The following blog covering some of the key areas around Python and Azure Machine Learning.

Can Python be used in Azure Machine Learning?

Well the good news is YES you can use Python within Azure Machine Learning Studio. The primary interface to Azure Machine Learning Studio utilises the Execute Python Script module. The Execute Python Script module allows a data scientist to incorporate existing Python code into cloud-hosted machine learning workflows in Azure Machine Learning and to seamlessly operationalize them as part of a web service. The Python script module interoperates naturally with other modules in Azure Machine Learning and can be used for a range of tasks from data exploration to pre-processing, to feature extraction, to evaluation and post-processing of the results. The backend runtime used for execution is based on Anaconda, a well-tested and widely-used Python distribution. This makes it simple for users to onboard existing code assets into the cloud.

Python module are exposed as Pandas data frames. More information on Python Pandas and how it can be used to manipulate data effectively and efficiently can be found in Python for Data Analysis (Sebastopol, CA.: O'Reilly, 2012) by W. McKinney. The function must return a single Pandas data frame packaged inside of a Python sequence such as a tuple, list, or NumPy array. The first element of this sequence is then returned in the first output port of the module.

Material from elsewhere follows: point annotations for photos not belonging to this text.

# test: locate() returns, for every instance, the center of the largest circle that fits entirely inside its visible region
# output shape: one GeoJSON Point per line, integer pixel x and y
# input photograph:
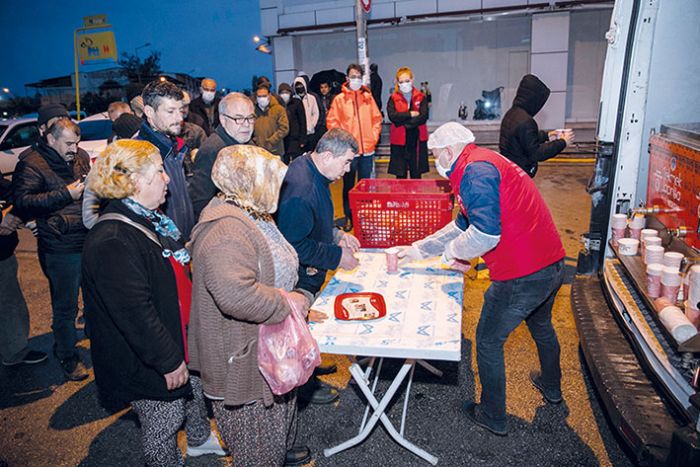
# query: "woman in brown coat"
{"type": "Point", "coordinates": [241, 260]}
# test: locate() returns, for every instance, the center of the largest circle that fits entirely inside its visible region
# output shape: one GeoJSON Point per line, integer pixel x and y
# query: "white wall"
{"type": "Point", "coordinates": [458, 59]}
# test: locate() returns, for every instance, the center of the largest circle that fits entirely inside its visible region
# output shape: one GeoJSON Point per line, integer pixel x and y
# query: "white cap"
{"type": "Point", "coordinates": [448, 134]}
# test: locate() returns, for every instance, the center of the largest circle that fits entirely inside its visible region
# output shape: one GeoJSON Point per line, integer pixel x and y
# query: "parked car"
{"type": "Point", "coordinates": [18, 134]}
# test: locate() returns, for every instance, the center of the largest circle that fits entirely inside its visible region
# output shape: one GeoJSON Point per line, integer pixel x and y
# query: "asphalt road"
{"type": "Point", "coordinates": [47, 422]}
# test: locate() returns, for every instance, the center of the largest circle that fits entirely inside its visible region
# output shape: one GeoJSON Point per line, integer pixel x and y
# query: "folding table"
{"type": "Point", "coordinates": [423, 321]}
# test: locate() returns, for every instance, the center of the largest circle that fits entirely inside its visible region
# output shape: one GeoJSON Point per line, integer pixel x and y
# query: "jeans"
{"type": "Point", "coordinates": [362, 167]}
{"type": "Point", "coordinates": [14, 316]}
{"type": "Point", "coordinates": [63, 273]}
{"type": "Point", "coordinates": [506, 305]}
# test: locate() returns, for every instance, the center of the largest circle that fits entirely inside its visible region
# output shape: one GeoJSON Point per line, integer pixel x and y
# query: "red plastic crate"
{"type": "Point", "coordinates": [388, 212]}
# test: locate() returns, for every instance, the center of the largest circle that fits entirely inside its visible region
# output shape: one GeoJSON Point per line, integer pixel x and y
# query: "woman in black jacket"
{"type": "Point", "coordinates": [407, 109]}
{"type": "Point", "coordinates": [134, 286]}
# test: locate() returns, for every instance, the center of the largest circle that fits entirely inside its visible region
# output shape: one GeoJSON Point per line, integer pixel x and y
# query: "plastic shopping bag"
{"type": "Point", "coordinates": [287, 353]}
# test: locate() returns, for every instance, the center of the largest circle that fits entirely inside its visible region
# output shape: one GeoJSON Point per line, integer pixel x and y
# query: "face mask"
{"type": "Point", "coordinates": [406, 87]}
{"type": "Point", "coordinates": [355, 83]}
{"type": "Point", "coordinates": [442, 170]}
{"type": "Point", "coordinates": [263, 102]}
{"type": "Point", "coordinates": [208, 96]}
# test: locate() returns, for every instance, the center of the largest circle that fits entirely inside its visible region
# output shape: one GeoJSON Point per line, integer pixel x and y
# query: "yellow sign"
{"type": "Point", "coordinates": [95, 20]}
{"type": "Point", "coordinates": [97, 46]}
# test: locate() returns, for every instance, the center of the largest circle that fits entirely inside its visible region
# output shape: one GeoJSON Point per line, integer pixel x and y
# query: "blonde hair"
{"type": "Point", "coordinates": [250, 176]}
{"type": "Point", "coordinates": [399, 72]}
{"type": "Point", "coordinates": [111, 175]}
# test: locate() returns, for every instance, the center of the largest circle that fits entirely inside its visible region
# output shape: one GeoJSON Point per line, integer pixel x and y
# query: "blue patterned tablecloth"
{"type": "Point", "coordinates": [424, 311]}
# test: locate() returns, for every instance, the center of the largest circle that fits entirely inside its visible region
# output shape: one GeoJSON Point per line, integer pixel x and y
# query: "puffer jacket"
{"type": "Point", "coordinates": [521, 140]}
{"type": "Point", "coordinates": [357, 113]}
{"type": "Point", "coordinates": [39, 191]}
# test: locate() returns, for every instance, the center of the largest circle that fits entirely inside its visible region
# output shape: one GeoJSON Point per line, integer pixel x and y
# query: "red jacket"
{"type": "Point", "coordinates": [357, 113]}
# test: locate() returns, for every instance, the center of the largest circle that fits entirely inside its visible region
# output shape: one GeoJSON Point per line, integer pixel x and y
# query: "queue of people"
{"type": "Point", "coordinates": [172, 326]}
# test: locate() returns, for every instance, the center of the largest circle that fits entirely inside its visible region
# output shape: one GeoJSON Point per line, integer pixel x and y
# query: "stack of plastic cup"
{"type": "Point", "coordinates": [618, 224]}
{"type": "Point", "coordinates": [673, 259]}
{"type": "Point", "coordinates": [670, 283]}
{"type": "Point", "coordinates": [649, 241]}
{"type": "Point", "coordinates": [636, 225]}
{"type": "Point", "coordinates": [692, 311]}
{"type": "Point", "coordinates": [654, 254]}
{"type": "Point", "coordinates": [654, 272]}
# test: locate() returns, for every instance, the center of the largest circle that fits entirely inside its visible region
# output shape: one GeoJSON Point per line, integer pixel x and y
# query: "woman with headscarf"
{"type": "Point", "coordinates": [407, 109]}
{"type": "Point", "coordinates": [242, 261]}
{"type": "Point", "coordinates": [135, 290]}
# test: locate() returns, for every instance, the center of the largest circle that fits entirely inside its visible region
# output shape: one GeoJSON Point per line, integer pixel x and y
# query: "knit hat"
{"type": "Point", "coordinates": [449, 134]}
{"type": "Point", "coordinates": [49, 111]}
{"type": "Point", "coordinates": [126, 125]}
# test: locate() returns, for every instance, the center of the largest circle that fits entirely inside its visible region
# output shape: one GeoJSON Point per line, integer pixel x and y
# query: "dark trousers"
{"type": "Point", "coordinates": [14, 317]}
{"type": "Point", "coordinates": [361, 167]}
{"type": "Point", "coordinates": [63, 273]}
{"type": "Point", "coordinates": [506, 305]}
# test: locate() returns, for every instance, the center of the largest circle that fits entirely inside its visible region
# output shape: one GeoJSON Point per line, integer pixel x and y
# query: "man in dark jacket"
{"type": "Point", "coordinates": [521, 140]}
{"type": "Point", "coordinates": [237, 121]}
{"type": "Point", "coordinates": [207, 105]}
{"type": "Point", "coordinates": [48, 186]}
{"type": "Point", "coordinates": [296, 139]}
{"type": "Point", "coordinates": [162, 107]}
{"type": "Point", "coordinates": [14, 319]}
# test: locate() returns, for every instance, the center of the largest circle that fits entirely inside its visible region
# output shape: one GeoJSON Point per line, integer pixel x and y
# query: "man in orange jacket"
{"type": "Point", "coordinates": [355, 111]}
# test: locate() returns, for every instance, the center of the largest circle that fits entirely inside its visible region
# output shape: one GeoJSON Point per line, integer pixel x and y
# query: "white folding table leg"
{"type": "Point", "coordinates": [374, 387]}
{"type": "Point", "coordinates": [379, 408]}
{"type": "Point", "coordinates": [429, 367]}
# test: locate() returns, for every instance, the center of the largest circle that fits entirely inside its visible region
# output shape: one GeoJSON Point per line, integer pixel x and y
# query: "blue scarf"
{"type": "Point", "coordinates": [165, 227]}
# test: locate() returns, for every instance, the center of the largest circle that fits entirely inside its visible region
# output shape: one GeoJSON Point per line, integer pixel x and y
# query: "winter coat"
{"type": "Point", "coordinates": [356, 113]}
{"type": "Point", "coordinates": [39, 191]}
{"type": "Point", "coordinates": [132, 310]}
{"type": "Point", "coordinates": [521, 140]}
{"type": "Point", "coordinates": [408, 131]}
{"type": "Point", "coordinates": [198, 107]}
{"type": "Point", "coordinates": [271, 126]}
{"type": "Point", "coordinates": [233, 294]}
{"type": "Point", "coordinates": [202, 189]}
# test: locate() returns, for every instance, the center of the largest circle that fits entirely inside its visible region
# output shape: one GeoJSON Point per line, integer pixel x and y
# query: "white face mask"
{"type": "Point", "coordinates": [263, 102]}
{"type": "Point", "coordinates": [208, 96]}
{"type": "Point", "coordinates": [355, 83]}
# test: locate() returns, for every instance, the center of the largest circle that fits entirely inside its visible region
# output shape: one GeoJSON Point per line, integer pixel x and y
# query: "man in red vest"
{"type": "Point", "coordinates": [503, 219]}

Anaconda environment is installed in Azure Machine Learning and contains the following packages

NumPy
SciPy
Scikits-Learn

These can be effectively used for various data processing tasks in a typical machine learning pipeline.

The Module accepts three inputs and produces up to two outputs, so this is the same as the R analogue, the Execute R Script module.

The Python code to be executed is entered into the parameter box as a specially-named entry-point function called azureml_main.

What are the key design principles used to implement the Python Execute Module?

Must be idiomatic for Python users. Most Python users factor their code as functions inside modules, so putting a lot of executable statements in a top-level module is relatively rare. As a result, the script box also takes a specially named Python function as opposed to just a sequence of statements. The objects exposed in the function are standard Python library types such as Pandas data frames and NumPy arrays.
Must have high-fidelity between local and cloud executions. The backend used to execute the Python code is based on Anaconda 2.1, a widely-used cross-platform scientific Python distribution. It comes with close to 200 of the most common Python packages. Therefore, a data scientist can debug and qualify their code on his or her local Azure Machine Learning compatible Anaconda environment using existing development environments such as IPython notebook or Python Tools for Visual Studio and run it as part of an Azure Machine Learning experiment with high confidence. Further, the azureml_main entry point is a vanilla Python function and can be authored without Azure Machine Learning specific code or the SDK installed.
Must be seamlessly composable with other Azure Machine Learning modules. The Execute Python Script module accepts, as inputs and outputs, standard Azure Machine Learning datasets. The underlying framework transparently and efficiently bridges the Azure Machine Learning and Python runtimes (supporting features such as missing values). Python can therefore be used in conjunction with existing Azure Machine Learning workflows, including those that call into R and SQLite. One can therefore envisage workflows that:

use Python and Pandas for data pre-processing and cleaning,
feed the data to a SQL transformation, joining multiple datasets to form features,
train models using the extensive collection of algorithms in Azure Machine Learning, and
evaluate and post-process the results using R.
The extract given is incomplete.